Home of the Shroud of Turin, believed by many to be Jesus Christ’s burial cloth, the Olympic city has been preparing for the spiritual side of the Games since local religious leaders formed an interfaith committee in 2003. The group now coordinates the work of more than 90 chaplains on call to assist the athletes, and some teams have brought official chaplains of their own.

The two largest Olympic villages — in Turin and the mountain town of Sestriere — have interfaith centers with daily services for Christians, Muslims, Hindus and Buddhists. Attendance is often sparse, but pastors say there is a steady demand from athletes for individual counseling and support.

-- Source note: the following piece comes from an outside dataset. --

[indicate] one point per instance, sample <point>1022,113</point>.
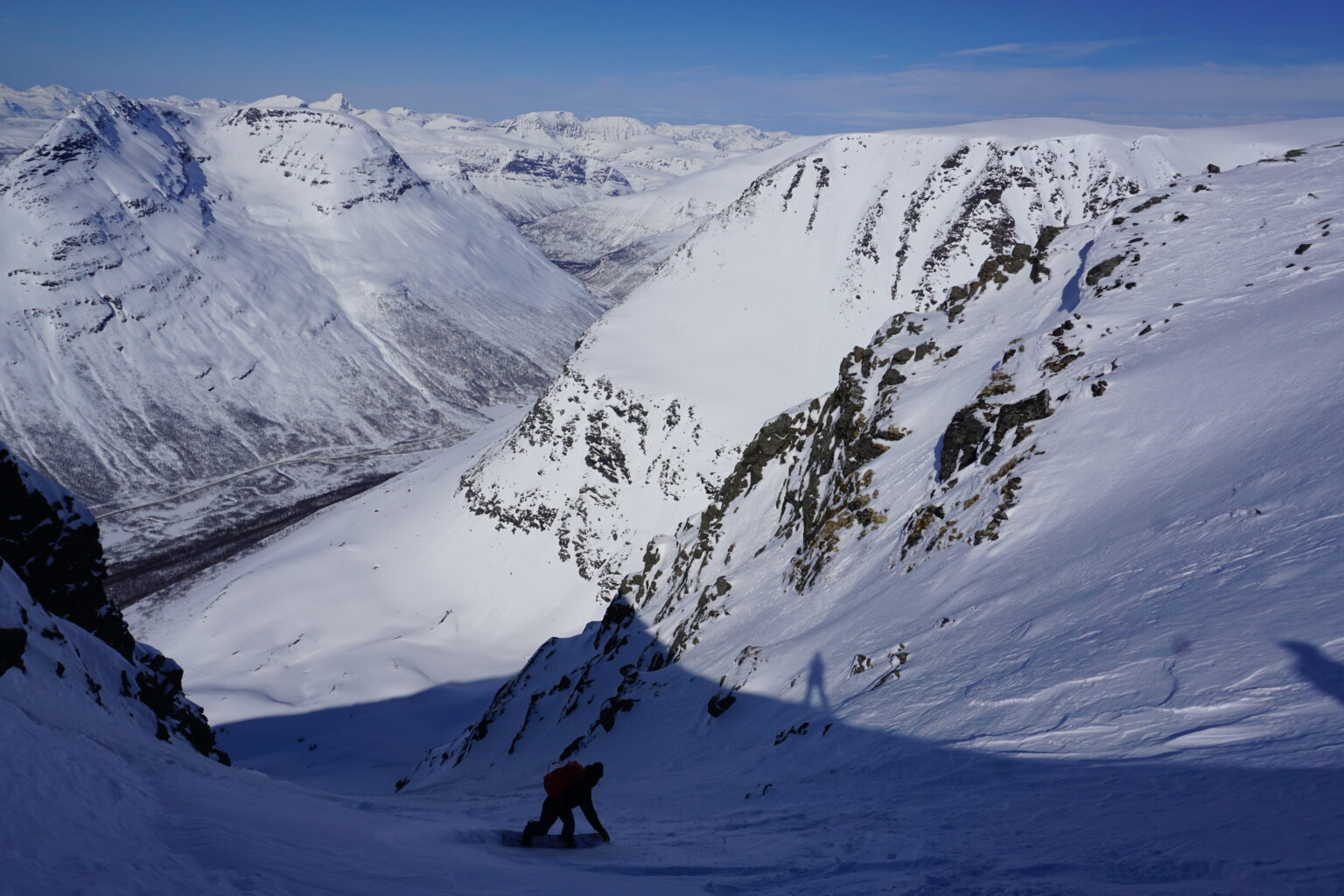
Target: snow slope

Paul Kobylarz, a Michigan native who played college and minor league hockey, is in Turin as a pastor, helping coordinate the Protestant chaplains. He said three kinds of athletes seek out the chaplains — the curious, the deeply devout and those in some sort of personal crisis.

“Maybe they’re upset because they lost a medal,” Mr. Kobylarz said. “They build their whole identity through sports, [and] when sports don’t go as they hoped, it can be hard.”

Clay Mull, a U.S. speedskater, said his faith makes competing less stressful.

“It’s taken a weight off my shoulders, taken the pressure off,” said Mull, who was raised as a Southern Baptist and now attends an evangelical church in Salt Lake City. He and several other athletes are getting spiritual backing during the Games from a pastor affiliated with a Dutch-based ministry called Sports Witnesses.

Other openly religious Americans include bobsledder Brock Kreitzburg, who was a chaplain at a retirement home while earning his divinity degree, and speedskater Derek Parra, who makes the sign of the cross before races.

Dussault, from Gunnison, Colo., has made Frassati her patron saint for the Olympics — culminating a reverence for him that begin in 1993 when, as a 12-year-old, she heard Pope John Paul II praise the adventuresome Turin native during a papal visit to Denver.

“There are so many parallels between his life and mine,” Dussault said of Frassati, who like her was a hiker and cross-country skier before he died of polio contracted during his work with the poor in Turin. He was beatified in 1990, a key step on the path to sainthood.

Dussault, the fastest American in her opening race Sunday, is busy with training, races and helping her husband with their 4-year-old son, but she has found time to pray at Frassati’s tomb in Turin and attend a multicultural Mass in Sestriere.

“That’s the No. 1 priority,” she said. “I was one of the readers.”

At least at her competition venues, Dussault said openly devout athletes are a rarity.

“We’re less than 1 percent,” she said. “We did a multifaith Bible study at the World Cup [earlier this season] in Canada, and there were two Canadians, one Norwegian and me — that’s as many Christians as we could round up.”

Mr. Kobylarz, the Protestant pastor, agreed that athletes like Dussault are a small minority.

“But for those who are devout, it’s very important to have a support base,” he said.

Aldo Bertinetti, the Catholic representative on the interfaith committee, was philosophical.

“Society in general is mostly nonbelievers,” he said.

Yet Mr. Bertinetti made clear that the corps of chaplains was not so eager for business that they would start playing favorites in the Games. He told of one priest who refused an Italian racer’s request to bless his skis.

“It’s like when you have two nation’s armies, each asking God to be on their side,” Bertinetti said. “How can God know which to choose?”